Research: Sawmill Database

Alpha-Numeric Key: SB-3
Corporate Name: Southern Long Leaf Company
Local Name:
Owner Name: Originally, Southern Long Leaf Lumber Company; then most likely Ragley-McWilliams or possibly Garrison-Norton Lumber Company. Ragley-Saner Lumber Company.
Location: McClain's Switch, one mile north of Pineland on highway 1
County: Sabine
Years in Operation: 10 years
Start Year: 1904
End Year: 1913
Decades: 1900-1909,1910-1919
Period of Operation: Southern, 1904; Ragley-McWilliams, Ragley-Saner, 1906/1907 to 1913.
Town: McClain's Switch (Rush, Pineland)
Company Town: 1
Peak Town Size: Pineland: 1905: 800; 1988: 1,118
Mill Pond:
Type of Mill: In 1905: rough and finished lumber.
Sawmill Pine Sawmill Hardwood Sawmill Cypress Sawmill
Planer Planer Only Shingle Paper
Plywood Cotton Grist Unknown
Other
Power Source: 80-horsepower steam engine
Horse Mule Oxen Water
Water Overshot Water Turbine Diesel Unknown
Pit Steam Steam Circular Steam Band
Gas Electricity Other
Maximum Capacity: 40000: 1905
Capacity Comments: In 1905, 40,000 feet daily from the saw and 50,000 feet daily from the planer
Produced:
Rough Lumber Planed Lumber Crossties Timbers
Lathe Ceiling Unknown Beading
Flooring Paper Plywood Particle Board
Treated Other
Equipment: 1905: Single circular sawmill and forty-horsepower planer (Mississippi matcher, edger, cut-off saw, resaw, another matcher soon). Circular saw, shotgun feed, cutoff saw, edger, trimmers.
Company Tram:
Associated Railroads: Gulf, Coast (or Beaumont), and Santa Fe
Historicial Development: F. A. Hornbeck of Kansas City, the president of Southern Long Leaf Lumber Company, in 1904, built a lumber mill at McClain's Switch, a mile from Rush and close to Pineland.
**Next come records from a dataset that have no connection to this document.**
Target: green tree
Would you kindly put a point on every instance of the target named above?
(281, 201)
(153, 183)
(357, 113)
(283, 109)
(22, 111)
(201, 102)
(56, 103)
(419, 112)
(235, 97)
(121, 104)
Neither McClain's Switch nor Rush is listed in the 1905 and 1907 editions of the Reference Book of the Lumbermen's Credit Association, but a newspaper report of 1905 notes the Southern Long Leaf Lumber Company sawmill at Brookeland as does the Reference Book for 1905. Yet the Reference Book notes it at Pineland in 1907. The Reference Book used close-by, recognizable place names, and settled on using Pineland. Joseph D. Labrie sold sixty acres of land and the sawmill and improvement Southern Long Leaf had made on the land. A fly-wheel problem shut the mill down for forty days in March and April 1905. By April 1905 the planer was operating. That year, Hornbeck's mill was sawing 40,000 feet and planing 50,000 feet daily. Hornbeck lost timberland to Ragley-McWilliams, when they picked up a note he could not honor. Hornbeck sold to Ragley-McWilliams another 1,500 acres for $21,148 cash and $11,000 in notes. He was in financial trouble with Houston, Standard, and Gamble (makers and financiers of sawmill machinery and equipment), allowing W. Y. Garrison and J. A. Kelly of Garrison-Norton Lumber Company the opportunity to provide further pressure on Southern Long Leaf. W. T. Block believes that because of the Ragley-McWilliams August 1906 size of the sale price, must have included the mill although it was not so stated.